Another gunshot. Closer yet. The shooter must be almost right at the base of the petroglyph spires. Had he been sneaking around to try to catch them from behind? Or was he still stalking the wolf?
Was it a wolf?
Maddie had no comparison except nature shows and horror movies, and she didn’t think either of those counted. This beast sounded…vicious and furious. And somehow mocking. As if the answer to the question of who was the hunter and who the prey was still up for grabs.
Suddenly, she wondered if she might be rescuing the shooter.
As they neared the edge of the spire, she gestured for Dare to drop lower. They crawled the last few feet and peered over.
From this angle, what had seemed a steep and sheer cliff face actually looked more like giant stair steps, each higher step blocked by the one below so they presented an imposingly singular façade.
She thought she could descend in much less time than it had taken to climb.
Of course, one wrong step would make the trip very, very short.
Dare nudged her elbow and pointed toward a thick stand of juniper.
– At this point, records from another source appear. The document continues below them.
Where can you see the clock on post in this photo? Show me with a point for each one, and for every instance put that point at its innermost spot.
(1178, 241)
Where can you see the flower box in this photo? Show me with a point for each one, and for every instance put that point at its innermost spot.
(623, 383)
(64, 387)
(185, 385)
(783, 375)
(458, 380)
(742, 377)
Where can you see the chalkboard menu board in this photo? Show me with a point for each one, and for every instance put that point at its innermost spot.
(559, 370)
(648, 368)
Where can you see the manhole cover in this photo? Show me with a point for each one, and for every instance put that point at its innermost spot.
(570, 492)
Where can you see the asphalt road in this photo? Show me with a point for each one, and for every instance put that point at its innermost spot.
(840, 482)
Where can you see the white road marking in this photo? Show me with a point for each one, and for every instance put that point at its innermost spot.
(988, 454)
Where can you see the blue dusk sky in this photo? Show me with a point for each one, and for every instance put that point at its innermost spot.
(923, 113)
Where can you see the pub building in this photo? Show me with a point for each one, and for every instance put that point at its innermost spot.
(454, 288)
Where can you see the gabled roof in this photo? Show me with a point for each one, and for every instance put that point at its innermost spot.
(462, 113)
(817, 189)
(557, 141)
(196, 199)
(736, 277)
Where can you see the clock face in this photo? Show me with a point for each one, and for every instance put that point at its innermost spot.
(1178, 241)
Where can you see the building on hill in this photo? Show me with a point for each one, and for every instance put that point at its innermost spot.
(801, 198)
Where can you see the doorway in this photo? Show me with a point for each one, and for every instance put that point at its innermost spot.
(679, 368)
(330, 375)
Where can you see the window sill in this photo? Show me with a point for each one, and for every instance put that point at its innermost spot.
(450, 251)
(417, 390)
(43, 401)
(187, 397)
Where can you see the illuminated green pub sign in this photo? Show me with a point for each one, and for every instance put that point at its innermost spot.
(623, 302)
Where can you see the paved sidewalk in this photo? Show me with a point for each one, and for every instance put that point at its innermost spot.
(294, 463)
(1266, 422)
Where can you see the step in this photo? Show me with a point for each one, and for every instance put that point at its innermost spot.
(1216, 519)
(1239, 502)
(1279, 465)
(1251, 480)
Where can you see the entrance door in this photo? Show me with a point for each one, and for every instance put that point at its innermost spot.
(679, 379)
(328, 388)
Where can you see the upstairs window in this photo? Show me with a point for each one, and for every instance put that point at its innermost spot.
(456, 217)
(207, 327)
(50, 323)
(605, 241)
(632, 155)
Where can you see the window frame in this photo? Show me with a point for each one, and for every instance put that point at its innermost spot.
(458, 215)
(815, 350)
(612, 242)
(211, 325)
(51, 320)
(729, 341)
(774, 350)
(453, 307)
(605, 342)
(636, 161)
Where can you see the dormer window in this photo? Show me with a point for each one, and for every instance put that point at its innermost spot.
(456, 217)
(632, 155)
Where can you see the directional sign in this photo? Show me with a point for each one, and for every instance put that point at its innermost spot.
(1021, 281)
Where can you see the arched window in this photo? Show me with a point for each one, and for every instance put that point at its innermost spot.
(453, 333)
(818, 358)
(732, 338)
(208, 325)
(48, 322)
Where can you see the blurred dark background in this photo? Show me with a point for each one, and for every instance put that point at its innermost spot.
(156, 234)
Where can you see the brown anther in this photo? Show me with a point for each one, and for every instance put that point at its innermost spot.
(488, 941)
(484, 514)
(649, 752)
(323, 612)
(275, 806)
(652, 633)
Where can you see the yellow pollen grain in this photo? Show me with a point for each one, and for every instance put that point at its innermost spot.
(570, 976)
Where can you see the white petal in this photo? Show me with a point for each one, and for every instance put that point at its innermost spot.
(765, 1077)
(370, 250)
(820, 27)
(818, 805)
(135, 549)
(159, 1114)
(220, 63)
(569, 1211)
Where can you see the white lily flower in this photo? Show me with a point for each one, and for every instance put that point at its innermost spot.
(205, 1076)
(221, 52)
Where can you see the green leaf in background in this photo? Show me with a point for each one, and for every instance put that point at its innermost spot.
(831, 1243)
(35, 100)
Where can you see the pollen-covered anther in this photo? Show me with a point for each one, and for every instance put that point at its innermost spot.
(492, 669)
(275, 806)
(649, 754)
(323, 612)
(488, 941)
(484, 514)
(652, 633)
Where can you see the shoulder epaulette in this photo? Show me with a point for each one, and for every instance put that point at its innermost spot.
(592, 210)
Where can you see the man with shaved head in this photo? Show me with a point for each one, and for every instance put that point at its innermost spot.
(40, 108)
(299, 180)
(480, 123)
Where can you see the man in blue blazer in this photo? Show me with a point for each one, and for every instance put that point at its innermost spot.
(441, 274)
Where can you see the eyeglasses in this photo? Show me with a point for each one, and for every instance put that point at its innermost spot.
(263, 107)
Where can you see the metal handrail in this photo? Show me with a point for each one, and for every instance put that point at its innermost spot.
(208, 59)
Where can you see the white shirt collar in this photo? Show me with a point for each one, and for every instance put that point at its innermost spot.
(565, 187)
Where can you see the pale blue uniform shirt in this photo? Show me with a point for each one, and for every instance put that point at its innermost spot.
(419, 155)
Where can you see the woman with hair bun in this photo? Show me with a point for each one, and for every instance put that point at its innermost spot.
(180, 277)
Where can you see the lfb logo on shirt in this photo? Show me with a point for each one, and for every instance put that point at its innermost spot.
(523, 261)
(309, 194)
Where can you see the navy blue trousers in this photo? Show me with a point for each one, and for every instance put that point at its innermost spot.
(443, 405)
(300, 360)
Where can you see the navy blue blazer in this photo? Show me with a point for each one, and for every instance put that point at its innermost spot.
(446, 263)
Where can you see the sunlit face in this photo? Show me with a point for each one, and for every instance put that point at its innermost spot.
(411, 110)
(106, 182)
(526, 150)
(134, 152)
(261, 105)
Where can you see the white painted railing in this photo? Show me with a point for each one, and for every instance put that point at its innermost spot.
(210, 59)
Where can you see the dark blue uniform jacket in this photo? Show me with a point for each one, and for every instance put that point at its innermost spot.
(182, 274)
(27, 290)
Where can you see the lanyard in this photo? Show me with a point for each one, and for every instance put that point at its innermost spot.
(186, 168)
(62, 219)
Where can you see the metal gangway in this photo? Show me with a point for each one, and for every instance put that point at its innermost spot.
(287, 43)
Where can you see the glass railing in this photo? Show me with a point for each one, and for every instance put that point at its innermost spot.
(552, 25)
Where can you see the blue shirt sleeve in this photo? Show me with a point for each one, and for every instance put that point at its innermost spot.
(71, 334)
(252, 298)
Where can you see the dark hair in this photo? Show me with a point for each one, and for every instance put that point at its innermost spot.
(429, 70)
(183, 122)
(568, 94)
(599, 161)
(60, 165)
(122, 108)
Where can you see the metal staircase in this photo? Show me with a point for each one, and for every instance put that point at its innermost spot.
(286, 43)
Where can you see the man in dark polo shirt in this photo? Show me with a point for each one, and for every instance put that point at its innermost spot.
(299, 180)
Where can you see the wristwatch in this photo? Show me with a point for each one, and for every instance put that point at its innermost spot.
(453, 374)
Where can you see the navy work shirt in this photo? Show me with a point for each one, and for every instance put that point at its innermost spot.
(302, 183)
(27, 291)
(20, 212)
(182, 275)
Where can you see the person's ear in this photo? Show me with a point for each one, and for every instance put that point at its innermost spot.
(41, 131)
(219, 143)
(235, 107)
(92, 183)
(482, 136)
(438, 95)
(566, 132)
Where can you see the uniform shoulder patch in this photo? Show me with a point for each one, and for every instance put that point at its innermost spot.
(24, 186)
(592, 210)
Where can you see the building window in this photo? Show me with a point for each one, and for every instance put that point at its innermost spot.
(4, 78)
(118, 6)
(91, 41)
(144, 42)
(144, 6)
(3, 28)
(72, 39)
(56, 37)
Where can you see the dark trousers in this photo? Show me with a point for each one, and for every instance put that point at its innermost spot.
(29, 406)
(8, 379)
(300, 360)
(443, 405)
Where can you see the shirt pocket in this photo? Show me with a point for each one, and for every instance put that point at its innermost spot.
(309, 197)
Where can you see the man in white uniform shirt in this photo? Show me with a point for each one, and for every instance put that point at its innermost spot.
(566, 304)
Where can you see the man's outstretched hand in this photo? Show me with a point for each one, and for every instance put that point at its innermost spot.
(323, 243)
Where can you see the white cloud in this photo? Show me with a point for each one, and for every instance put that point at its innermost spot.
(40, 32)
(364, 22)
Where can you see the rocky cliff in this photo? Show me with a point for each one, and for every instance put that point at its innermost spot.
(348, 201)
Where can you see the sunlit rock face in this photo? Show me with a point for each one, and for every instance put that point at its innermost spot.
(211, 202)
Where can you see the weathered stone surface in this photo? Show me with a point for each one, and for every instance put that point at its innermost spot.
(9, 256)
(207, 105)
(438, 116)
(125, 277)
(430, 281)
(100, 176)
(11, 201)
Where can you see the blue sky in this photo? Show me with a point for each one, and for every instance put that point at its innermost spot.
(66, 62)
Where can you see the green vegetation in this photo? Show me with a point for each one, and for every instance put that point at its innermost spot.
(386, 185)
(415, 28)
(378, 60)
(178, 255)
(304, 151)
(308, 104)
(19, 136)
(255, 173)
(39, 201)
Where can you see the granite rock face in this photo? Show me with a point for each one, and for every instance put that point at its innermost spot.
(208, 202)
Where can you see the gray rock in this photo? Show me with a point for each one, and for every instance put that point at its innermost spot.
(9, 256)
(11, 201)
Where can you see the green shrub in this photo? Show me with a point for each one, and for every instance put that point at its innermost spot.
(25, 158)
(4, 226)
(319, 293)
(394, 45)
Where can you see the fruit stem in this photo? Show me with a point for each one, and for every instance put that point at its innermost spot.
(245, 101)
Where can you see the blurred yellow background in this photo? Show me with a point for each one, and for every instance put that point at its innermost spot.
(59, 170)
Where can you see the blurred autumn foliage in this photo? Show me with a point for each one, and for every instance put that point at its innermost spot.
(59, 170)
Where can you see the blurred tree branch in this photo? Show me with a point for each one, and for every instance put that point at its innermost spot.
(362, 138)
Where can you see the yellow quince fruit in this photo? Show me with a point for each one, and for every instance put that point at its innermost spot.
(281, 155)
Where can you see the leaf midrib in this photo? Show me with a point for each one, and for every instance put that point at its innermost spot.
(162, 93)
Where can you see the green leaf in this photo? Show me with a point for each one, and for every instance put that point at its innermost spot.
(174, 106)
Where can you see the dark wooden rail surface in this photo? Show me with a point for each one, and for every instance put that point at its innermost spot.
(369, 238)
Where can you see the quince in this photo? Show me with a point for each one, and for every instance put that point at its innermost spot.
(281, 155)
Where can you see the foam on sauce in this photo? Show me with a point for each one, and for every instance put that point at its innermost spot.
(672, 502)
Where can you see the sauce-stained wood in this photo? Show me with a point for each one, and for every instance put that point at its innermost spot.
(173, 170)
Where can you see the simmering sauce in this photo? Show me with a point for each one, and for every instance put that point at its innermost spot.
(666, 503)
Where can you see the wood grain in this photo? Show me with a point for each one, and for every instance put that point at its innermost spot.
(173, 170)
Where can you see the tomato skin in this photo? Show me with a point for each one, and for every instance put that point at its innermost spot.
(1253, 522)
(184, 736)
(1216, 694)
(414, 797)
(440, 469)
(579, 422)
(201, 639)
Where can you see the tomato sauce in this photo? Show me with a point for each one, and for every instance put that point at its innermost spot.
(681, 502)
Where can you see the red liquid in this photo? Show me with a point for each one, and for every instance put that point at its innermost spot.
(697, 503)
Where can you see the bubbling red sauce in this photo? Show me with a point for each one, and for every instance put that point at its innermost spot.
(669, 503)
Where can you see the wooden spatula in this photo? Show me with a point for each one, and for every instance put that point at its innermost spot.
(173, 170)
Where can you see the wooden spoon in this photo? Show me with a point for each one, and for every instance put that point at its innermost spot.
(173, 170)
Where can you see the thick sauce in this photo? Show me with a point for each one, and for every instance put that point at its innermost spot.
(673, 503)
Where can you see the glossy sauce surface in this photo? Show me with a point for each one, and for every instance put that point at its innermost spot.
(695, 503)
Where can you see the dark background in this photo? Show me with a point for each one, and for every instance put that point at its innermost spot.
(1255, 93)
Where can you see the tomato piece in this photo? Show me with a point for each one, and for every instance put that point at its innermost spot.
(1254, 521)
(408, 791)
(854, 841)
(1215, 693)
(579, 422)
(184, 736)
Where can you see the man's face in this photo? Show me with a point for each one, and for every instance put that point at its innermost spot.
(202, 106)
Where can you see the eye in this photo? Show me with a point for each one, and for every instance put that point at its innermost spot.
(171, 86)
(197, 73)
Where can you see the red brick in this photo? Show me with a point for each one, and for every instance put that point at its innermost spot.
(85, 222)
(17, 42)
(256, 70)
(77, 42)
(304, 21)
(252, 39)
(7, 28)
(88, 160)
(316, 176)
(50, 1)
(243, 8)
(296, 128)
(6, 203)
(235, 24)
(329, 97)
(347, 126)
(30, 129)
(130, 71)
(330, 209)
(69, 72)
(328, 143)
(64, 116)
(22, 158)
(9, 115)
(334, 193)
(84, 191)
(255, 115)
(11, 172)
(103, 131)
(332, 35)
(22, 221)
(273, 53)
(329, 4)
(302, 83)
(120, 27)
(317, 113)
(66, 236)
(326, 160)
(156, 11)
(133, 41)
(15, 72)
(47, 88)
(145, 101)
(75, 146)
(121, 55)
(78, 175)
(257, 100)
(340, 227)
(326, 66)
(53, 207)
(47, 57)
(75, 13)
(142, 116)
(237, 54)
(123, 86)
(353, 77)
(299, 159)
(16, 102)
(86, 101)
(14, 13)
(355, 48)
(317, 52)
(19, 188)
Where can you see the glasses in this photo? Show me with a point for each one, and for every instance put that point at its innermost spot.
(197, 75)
The moon—just a few nights from full—cast a surreal silver light but it was still so low in the sky that the shadows were preternaturally long. In the darkness of the low branches, an even darker shadow waited.
Maddie strained her eyes, wishing she was an eagle for real, but she saw no telltale glint of steel. And the shadow, though terrifyingly large, was not as tall as a man.